Scottish Power boss Keith Anderson said: “This is a large and complex document and we will now take our time to analyse it in full and consider our next steps.
“We remain concerned that Ofgem’s proposals on the headline rate of return will not attract the global investment our transmission business requires if we are to support the clear net zero ambitions of the UK and Scottish Governments.”
Ofgem chief executive Jonathan Brearley said: “Our £40 billion package massively boosts clean energy investment. This will ensure that our network companies can deliver on the climate change ambitions laid out by the Prime Minister last week, whilst maintaining world-leading levels of reliability.

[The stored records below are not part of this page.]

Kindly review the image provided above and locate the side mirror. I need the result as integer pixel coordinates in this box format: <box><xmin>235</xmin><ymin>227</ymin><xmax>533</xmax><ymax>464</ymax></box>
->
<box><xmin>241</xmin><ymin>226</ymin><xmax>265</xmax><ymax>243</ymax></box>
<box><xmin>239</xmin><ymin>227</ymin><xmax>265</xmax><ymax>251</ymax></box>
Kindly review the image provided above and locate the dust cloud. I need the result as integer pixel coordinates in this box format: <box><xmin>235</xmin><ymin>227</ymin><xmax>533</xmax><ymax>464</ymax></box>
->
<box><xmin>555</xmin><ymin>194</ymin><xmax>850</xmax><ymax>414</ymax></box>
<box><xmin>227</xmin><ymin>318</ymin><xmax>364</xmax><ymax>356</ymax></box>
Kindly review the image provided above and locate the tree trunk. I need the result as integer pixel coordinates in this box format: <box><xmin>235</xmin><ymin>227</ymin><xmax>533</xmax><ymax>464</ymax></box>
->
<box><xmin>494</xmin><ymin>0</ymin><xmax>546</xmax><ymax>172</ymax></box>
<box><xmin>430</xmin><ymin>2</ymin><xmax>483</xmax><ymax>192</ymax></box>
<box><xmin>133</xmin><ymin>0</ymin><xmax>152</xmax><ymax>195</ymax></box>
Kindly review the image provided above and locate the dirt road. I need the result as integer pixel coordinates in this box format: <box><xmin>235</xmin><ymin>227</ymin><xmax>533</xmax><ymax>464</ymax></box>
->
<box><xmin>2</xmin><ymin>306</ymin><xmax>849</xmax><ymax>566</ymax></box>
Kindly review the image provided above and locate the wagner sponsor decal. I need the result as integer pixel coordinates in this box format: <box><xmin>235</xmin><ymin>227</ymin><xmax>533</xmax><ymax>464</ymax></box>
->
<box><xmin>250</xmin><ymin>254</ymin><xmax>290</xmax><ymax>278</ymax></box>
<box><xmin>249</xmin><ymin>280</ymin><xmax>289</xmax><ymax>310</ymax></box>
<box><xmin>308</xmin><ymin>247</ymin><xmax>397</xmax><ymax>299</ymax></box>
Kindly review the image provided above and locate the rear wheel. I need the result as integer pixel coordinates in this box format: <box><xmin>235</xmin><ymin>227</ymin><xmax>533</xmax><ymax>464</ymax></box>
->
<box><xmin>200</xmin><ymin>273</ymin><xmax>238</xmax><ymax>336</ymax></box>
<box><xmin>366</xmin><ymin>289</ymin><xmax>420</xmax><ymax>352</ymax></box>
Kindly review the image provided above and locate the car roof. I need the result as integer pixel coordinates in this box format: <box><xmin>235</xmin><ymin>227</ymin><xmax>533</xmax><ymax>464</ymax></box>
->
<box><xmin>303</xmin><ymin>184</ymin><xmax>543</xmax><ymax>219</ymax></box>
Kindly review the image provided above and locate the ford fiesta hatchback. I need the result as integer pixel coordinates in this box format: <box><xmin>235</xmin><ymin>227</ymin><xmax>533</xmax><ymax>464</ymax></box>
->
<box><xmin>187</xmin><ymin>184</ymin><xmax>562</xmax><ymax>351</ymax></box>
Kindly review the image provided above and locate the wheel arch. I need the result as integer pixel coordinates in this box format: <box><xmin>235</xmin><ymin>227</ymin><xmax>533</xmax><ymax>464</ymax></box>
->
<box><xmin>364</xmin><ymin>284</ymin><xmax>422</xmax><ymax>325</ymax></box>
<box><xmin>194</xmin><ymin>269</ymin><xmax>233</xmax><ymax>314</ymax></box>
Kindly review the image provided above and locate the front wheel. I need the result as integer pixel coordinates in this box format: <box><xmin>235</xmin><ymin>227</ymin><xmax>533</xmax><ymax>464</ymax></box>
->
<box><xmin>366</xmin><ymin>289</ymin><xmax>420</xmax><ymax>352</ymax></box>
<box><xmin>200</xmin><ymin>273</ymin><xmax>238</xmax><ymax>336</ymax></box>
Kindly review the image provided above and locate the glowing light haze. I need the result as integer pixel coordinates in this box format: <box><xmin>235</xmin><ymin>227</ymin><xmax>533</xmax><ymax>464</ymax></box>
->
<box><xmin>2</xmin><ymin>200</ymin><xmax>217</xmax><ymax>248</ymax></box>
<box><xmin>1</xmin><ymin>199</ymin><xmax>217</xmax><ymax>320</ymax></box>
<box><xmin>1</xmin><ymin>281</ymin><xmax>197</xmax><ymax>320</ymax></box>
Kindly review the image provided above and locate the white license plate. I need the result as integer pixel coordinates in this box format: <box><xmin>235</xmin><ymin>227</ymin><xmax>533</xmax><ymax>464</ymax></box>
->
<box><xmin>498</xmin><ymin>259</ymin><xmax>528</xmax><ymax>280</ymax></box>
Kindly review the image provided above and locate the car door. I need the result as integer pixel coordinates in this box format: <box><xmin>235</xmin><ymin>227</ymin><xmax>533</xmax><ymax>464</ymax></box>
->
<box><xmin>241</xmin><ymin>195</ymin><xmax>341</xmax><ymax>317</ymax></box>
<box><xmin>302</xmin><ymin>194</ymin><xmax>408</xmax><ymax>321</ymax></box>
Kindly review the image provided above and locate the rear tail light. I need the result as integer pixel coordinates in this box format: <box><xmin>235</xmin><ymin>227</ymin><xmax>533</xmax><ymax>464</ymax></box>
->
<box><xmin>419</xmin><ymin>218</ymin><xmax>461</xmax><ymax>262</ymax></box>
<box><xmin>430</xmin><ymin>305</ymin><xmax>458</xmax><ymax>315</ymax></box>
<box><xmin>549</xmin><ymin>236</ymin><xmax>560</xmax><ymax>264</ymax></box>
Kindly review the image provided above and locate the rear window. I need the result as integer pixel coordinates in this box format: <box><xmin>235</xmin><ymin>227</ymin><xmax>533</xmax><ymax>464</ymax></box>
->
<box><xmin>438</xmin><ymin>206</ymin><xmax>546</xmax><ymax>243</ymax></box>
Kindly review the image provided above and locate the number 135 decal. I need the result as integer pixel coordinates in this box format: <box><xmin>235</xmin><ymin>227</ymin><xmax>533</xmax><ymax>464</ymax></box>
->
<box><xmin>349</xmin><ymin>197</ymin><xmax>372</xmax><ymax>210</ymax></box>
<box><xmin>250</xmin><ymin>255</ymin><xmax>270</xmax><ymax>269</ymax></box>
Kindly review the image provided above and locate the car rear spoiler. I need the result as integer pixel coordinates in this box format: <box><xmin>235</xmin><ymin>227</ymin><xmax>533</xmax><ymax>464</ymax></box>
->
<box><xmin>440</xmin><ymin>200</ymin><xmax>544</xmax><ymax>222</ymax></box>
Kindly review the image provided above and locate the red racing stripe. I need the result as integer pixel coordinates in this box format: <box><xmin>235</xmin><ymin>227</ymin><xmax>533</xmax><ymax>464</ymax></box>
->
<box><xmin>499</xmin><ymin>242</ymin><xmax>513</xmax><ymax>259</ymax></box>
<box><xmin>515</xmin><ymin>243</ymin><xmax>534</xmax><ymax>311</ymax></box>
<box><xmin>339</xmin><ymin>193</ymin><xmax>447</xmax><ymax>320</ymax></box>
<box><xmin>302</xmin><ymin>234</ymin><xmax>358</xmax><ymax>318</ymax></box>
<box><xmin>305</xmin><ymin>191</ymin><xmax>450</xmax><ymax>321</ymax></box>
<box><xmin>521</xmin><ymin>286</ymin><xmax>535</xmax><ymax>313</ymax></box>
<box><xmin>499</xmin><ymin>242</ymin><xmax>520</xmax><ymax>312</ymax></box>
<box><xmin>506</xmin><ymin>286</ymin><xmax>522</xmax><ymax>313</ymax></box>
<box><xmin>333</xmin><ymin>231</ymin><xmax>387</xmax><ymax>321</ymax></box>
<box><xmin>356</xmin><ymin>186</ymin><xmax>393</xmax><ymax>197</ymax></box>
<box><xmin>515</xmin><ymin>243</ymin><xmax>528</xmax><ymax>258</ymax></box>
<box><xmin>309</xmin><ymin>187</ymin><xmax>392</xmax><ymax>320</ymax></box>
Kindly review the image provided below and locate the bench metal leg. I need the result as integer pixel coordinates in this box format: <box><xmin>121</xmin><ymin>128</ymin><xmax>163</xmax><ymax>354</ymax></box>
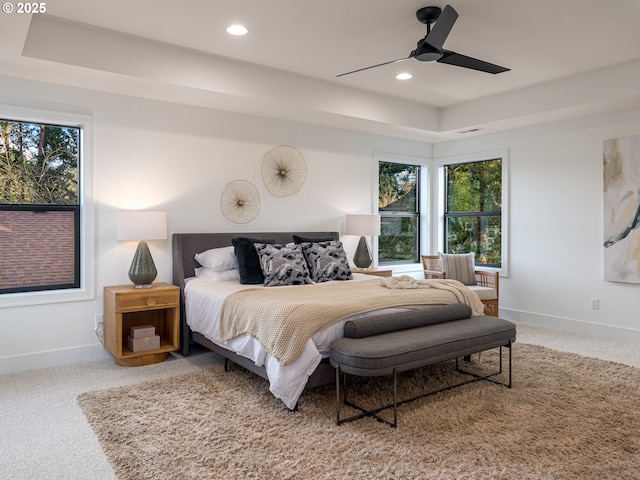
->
<box><xmin>336</xmin><ymin>364</ymin><xmax>400</xmax><ymax>428</ymax></box>
<box><xmin>335</xmin><ymin>365</ymin><xmax>341</xmax><ymax>424</ymax></box>
<box><xmin>455</xmin><ymin>340</ymin><xmax>513</xmax><ymax>388</ymax></box>
<box><xmin>335</xmin><ymin>342</ymin><xmax>513</xmax><ymax>428</ymax></box>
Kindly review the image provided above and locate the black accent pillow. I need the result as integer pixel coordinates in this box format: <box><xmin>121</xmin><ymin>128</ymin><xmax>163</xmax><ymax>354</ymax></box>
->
<box><xmin>231</xmin><ymin>237</ymin><xmax>277</xmax><ymax>284</ymax></box>
<box><xmin>292</xmin><ymin>234</ymin><xmax>336</xmax><ymax>244</ymax></box>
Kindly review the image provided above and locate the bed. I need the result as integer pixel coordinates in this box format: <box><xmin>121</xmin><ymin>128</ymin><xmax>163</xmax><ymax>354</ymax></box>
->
<box><xmin>172</xmin><ymin>231</ymin><xmax>485</xmax><ymax>410</ymax></box>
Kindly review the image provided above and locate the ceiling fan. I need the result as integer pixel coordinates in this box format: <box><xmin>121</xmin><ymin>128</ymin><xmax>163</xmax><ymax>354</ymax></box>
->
<box><xmin>337</xmin><ymin>4</ymin><xmax>510</xmax><ymax>77</ymax></box>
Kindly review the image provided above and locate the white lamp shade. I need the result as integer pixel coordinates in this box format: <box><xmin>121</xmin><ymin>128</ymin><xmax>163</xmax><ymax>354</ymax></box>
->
<box><xmin>346</xmin><ymin>214</ymin><xmax>381</xmax><ymax>236</ymax></box>
<box><xmin>117</xmin><ymin>211</ymin><xmax>167</xmax><ymax>241</ymax></box>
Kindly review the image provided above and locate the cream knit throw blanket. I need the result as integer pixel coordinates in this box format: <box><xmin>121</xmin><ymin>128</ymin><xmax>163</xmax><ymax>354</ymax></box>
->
<box><xmin>219</xmin><ymin>276</ymin><xmax>485</xmax><ymax>365</ymax></box>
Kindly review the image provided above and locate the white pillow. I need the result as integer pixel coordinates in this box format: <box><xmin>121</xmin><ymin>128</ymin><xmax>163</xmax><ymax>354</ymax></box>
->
<box><xmin>194</xmin><ymin>267</ymin><xmax>240</xmax><ymax>283</ymax></box>
<box><xmin>195</xmin><ymin>246</ymin><xmax>237</xmax><ymax>272</ymax></box>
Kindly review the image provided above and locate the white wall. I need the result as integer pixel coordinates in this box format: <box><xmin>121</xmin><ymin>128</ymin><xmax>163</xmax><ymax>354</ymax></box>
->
<box><xmin>435</xmin><ymin>108</ymin><xmax>640</xmax><ymax>342</ymax></box>
<box><xmin>0</xmin><ymin>76</ymin><xmax>430</xmax><ymax>374</ymax></box>
<box><xmin>3</xmin><ymin>75</ymin><xmax>640</xmax><ymax>375</ymax></box>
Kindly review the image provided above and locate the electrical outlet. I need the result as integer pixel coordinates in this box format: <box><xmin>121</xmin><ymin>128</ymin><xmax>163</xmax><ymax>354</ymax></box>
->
<box><xmin>590</xmin><ymin>298</ymin><xmax>599</xmax><ymax>310</ymax></box>
<box><xmin>95</xmin><ymin>313</ymin><xmax>103</xmax><ymax>327</ymax></box>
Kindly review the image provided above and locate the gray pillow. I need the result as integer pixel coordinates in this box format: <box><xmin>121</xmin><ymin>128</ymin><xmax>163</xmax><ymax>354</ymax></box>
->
<box><xmin>254</xmin><ymin>243</ymin><xmax>313</xmax><ymax>287</ymax></box>
<box><xmin>343</xmin><ymin>304</ymin><xmax>473</xmax><ymax>338</ymax></box>
<box><xmin>301</xmin><ymin>241</ymin><xmax>352</xmax><ymax>282</ymax></box>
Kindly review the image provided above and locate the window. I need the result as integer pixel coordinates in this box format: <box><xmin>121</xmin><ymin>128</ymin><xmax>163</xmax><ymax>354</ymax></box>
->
<box><xmin>0</xmin><ymin>119</ymin><xmax>80</xmax><ymax>294</ymax></box>
<box><xmin>443</xmin><ymin>158</ymin><xmax>502</xmax><ymax>267</ymax></box>
<box><xmin>0</xmin><ymin>106</ymin><xmax>93</xmax><ymax>305</ymax></box>
<box><xmin>378</xmin><ymin>160</ymin><xmax>420</xmax><ymax>264</ymax></box>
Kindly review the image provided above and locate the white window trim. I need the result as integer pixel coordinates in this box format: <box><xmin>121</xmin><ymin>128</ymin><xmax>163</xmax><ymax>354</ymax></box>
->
<box><xmin>0</xmin><ymin>104</ymin><xmax>95</xmax><ymax>308</ymax></box>
<box><xmin>435</xmin><ymin>149</ymin><xmax>509</xmax><ymax>277</ymax></box>
<box><xmin>374</xmin><ymin>152</ymin><xmax>430</xmax><ymax>269</ymax></box>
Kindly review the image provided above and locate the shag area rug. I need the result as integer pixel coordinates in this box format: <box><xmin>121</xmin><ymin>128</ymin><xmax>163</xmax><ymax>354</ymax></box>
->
<box><xmin>78</xmin><ymin>343</ymin><xmax>640</xmax><ymax>480</ymax></box>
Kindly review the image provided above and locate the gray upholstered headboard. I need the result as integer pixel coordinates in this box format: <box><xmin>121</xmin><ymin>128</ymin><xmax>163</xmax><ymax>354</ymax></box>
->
<box><xmin>171</xmin><ymin>231</ymin><xmax>339</xmax><ymax>354</ymax></box>
<box><xmin>172</xmin><ymin>231</ymin><xmax>339</xmax><ymax>289</ymax></box>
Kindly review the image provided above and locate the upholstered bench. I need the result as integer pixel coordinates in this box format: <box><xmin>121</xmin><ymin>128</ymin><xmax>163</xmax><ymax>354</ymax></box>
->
<box><xmin>329</xmin><ymin>304</ymin><xmax>516</xmax><ymax>427</ymax></box>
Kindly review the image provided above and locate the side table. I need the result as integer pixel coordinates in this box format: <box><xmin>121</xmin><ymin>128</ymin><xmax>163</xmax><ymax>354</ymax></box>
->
<box><xmin>103</xmin><ymin>282</ymin><xmax>180</xmax><ymax>366</ymax></box>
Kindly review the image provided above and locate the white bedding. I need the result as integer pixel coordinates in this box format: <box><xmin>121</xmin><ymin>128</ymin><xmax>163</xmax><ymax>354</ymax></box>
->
<box><xmin>184</xmin><ymin>274</ymin><xmax>409</xmax><ymax>409</ymax></box>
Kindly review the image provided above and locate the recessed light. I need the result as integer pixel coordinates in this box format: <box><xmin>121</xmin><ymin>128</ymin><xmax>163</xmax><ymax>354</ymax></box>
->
<box><xmin>226</xmin><ymin>24</ymin><xmax>248</xmax><ymax>36</ymax></box>
<box><xmin>396</xmin><ymin>73</ymin><xmax>413</xmax><ymax>80</ymax></box>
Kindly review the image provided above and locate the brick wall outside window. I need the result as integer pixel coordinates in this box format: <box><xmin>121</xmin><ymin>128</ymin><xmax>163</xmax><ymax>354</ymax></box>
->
<box><xmin>0</xmin><ymin>210</ymin><xmax>77</xmax><ymax>290</ymax></box>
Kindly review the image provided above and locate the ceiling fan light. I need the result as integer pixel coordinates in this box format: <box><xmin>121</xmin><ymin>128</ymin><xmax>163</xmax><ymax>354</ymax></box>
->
<box><xmin>415</xmin><ymin>51</ymin><xmax>442</xmax><ymax>61</ymax></box>
<box><xmin>396</xmin><ymin>73</ymin><xmax>413</xmax><ymax>80</ymax></box>
<box><xmin>412</xmin><ymin>39</ymin><xmax>443</xmax><ymax>62</ymax></box>
<box><xmin>226</xmin><ymin>24</ymin><xmax>248</xmax><ymax>36</ymax></box>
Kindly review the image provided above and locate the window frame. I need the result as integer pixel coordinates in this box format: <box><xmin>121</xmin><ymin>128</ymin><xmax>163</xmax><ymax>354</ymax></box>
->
<box><xmin>375</xmin><ymin>153</ymin><xmax>429</xmax><ymax>268</ymax></box>
<box><xmin>0</xmin><ymin>104</ymin><xmax>94</xmax><ymax>308</ymax></box>
<box><xmin>436</xmin><ymin>149</ymin><xmax>509</xmax><ymax>276</ymax></box>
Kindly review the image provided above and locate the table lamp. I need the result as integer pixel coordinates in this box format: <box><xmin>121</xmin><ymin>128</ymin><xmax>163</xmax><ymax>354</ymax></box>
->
<box><xmin>117</xmin><ymin>211</ymin><xmax>167</xmax><ymax>288</ymax></box>
<box><xmin>346</xmin><ymin>214</ymin><xmax>381</xmax><ymax>268</ymax></box>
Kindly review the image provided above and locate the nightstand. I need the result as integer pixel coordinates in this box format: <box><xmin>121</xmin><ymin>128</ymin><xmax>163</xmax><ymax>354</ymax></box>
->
<box><xmin>103</xmin><ymin>282</ymin><xmax>180</xmax><ymax>366</ymax></box>
<box><xmin>351</xmin><ymin>267</ymin><xmax>393</xmax><ymax>278</ymax></box>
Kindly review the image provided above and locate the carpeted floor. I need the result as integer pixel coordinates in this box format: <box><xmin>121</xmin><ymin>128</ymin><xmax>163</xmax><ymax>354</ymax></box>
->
<box><xmin>78</xmin><ymin>343</ymin><xmax>640</xmax><ymax>480</ymax></box>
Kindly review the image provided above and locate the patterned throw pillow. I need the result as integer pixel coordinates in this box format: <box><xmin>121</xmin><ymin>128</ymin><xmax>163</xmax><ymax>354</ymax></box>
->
<box><xmin>439</xmin><ymin>253</ymin><xmax>477</xmax><ymax>286</ymax></box>
<box><xmin>254</xmin><ymin>243</ymin><xmax>313</xmax><ymax>287</ymax></box>
<box><xmin>301</xmin><ymin>241</ymin><xmax>353</xmax><ymax>283</ymax></box>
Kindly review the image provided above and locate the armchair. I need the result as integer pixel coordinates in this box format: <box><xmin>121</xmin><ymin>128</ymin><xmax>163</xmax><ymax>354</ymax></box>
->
<box><xmin>421</xmin><ymin>254</ymin><xmax>499</xmax><ymax>317</ymax></box>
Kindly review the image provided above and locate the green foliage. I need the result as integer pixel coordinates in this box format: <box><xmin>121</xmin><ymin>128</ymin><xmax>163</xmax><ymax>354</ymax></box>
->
<box><xmin>379</xmin><ymin>162</ymin><xmax>417</xmax><ymax>211</ymax></box>
<box><xmin>445</xmin><ymin>159</ymin><xmax>502</xmax><ymax>266</ymax></box>
<box><xmin>379</xmin><ymin>217</ymin><xmax>418</xmax><ymax>263</ymax></box>
<box><xmin>378</xmin><ymin>162</ymin><xmax>419</xmax><ymax>263</ymax></box>
<box><xmin>446</xmin><ymin>160</ymin><xmax>501</xmax><ymax>212</ymax></box>
<box><xmin>0</xmin><ymin>120</ymin><xmax>79</xmax><ymax>205</ymax></box>
<box><xmin>447</xmin><ymin>216</ymin><xmax>501</xmax><ymax>265</ymax></box>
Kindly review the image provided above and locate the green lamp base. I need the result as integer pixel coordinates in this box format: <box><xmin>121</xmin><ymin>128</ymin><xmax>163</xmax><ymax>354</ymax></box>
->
<box><xmin>353</xmin><ymin>235</ymin><xmax>373</xmax><ymax>269</ymax></box>
<box><xmin>128</xmin><ymin>241</ymin><xmax>158</xmax><ymax>288</ymax></box>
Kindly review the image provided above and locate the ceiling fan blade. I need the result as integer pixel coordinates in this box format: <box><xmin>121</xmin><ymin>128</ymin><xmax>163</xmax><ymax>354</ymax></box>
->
<box><xmin>425</xmin><ymin>4</ymin><xmax>458</xmax><ymax>50</ymax></box>
<box><xmin>438</xmin><ymin>50</ymin><xmax>510</xmax><ymax>74</ymax></box>
<box><xmin>336</xmin><ymin>56</ymin><xmax>412</xmax><ymax>77</ymax></box>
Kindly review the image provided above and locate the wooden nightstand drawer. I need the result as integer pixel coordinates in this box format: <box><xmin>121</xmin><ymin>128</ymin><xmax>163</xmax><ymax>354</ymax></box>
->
<box><xmin>115</xmin><ymin>290</ymin><xmax>179</xmax><ymax>312</ymax></box>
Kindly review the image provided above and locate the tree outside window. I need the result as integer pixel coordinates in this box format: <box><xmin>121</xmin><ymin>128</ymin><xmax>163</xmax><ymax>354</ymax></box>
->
<box><xmin>444</xmin><ymin>159</ymin><xmax>501</xmax><ymax>267</ymax></box>
<box><xmin>378</xmin><ymin>161</ymin><xmax>420</xmax><ymax>264</ymax></box>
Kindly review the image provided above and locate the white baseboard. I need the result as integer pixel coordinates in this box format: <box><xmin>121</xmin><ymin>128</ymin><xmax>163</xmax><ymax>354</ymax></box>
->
<box><xmin>3</xmin><ymin>309</ymin><xmax>638</xmax><ymax>376</ymax></box>
<box><xmin>499</xmin><ymin>307</ymin><xmax>640</xmax><ymax>343</ymax></box>
<box><xmin>0</xmin><ymin>343</ymin><xmax>112</xmax><ymax>376</ymax></box>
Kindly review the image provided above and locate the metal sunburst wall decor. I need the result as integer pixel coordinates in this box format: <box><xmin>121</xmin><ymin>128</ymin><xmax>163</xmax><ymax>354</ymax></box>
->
<box><xmin>261</xmin><ymin>145</ymin><xmax>307</xmax><ymax>197</ymax></box>
<box><xmin>220</xmin><ymin>179</ymin><xmax>260</xmax><ymax>224</ymax></box>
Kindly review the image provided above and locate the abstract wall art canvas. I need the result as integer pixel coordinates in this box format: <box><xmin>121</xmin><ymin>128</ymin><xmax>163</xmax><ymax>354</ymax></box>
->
<box><xmin>603</xmin><ymin>135</ymin><xmax>640</xmax><ymax>283</ymax></box>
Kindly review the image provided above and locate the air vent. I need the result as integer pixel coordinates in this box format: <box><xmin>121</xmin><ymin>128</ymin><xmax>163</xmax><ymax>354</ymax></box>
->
<box><xmin>458</xmin><ymin>128</ymin><xmax>482</xmax><ymax>134</ymax></box>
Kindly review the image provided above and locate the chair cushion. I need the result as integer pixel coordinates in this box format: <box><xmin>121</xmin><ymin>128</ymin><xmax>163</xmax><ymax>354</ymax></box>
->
<box><xmin>440</xmin><ymin>253</ymin><xmax>477</xmax><ymax>286</ymax></box>
<box><xmin>467</xmin><ymin>285</ymin><xmax>497</xmax><ymax>301</ymax></box>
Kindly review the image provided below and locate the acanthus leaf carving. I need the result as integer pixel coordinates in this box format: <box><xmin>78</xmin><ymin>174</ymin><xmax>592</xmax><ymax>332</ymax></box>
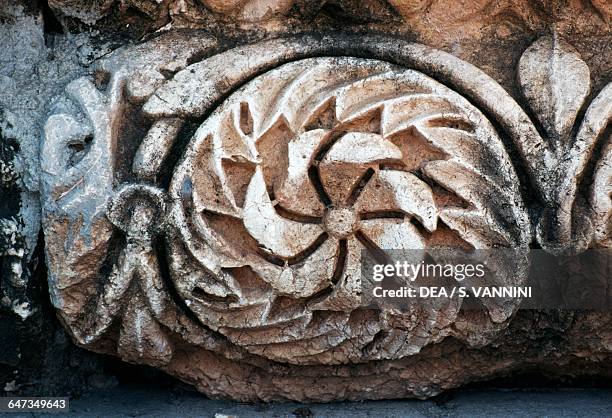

“These costs must fall fairly for consumers. We are reducing the amount paid to shareholders so that they are closer to current market levels. This means that companies can attract the vital investment we need whilst making sure that consumers don’t pay more than is necessary to achieve this.”
The networks reacted with fury in July after they were told the returns may be halved, accusing Ofgem of putting climate goals at risk.
At the time they threatened to fight the regulator if it stuck with the 3.95% returns. The energy networks themselves had accepted that the returns would be slashed, but were generally hoping they would be set at between 5% and 6%.
An industry source said on Tuesday that a large part of the Prime Minister’s 10-point plan to green the economy will be built on the grid, and investment is key.
“This is too important and the next 10 years are key. Boris Johnson is coming up with a massive plan, and we need to make sure the network is ready for it,” they said.
In July, both SSE and Scottish Power said they might ask the Competition and Markets Authority for a ruling after Ofgem’s final decision.
The CMA has already this year gone against a plan proposed by Ofwat, the water regulator, which would similarly have slashed household bills, in this case by around £50 per year.
In a provisional finding in September, the competition watchdog said that Ofwat had been too strict in limiting the amount water companies can invest in resilience and reducing leaks.
That decision put the returns for water companies at around 5%, although it set a midpoint of 4.5%.
SSE’s transmission arm said it is “very disappointed that Ofgem has not fully reflected the robust evidence – particularly that from the Competition and Markets Authority (CMA) provisional findings – in setting the financial parameters.”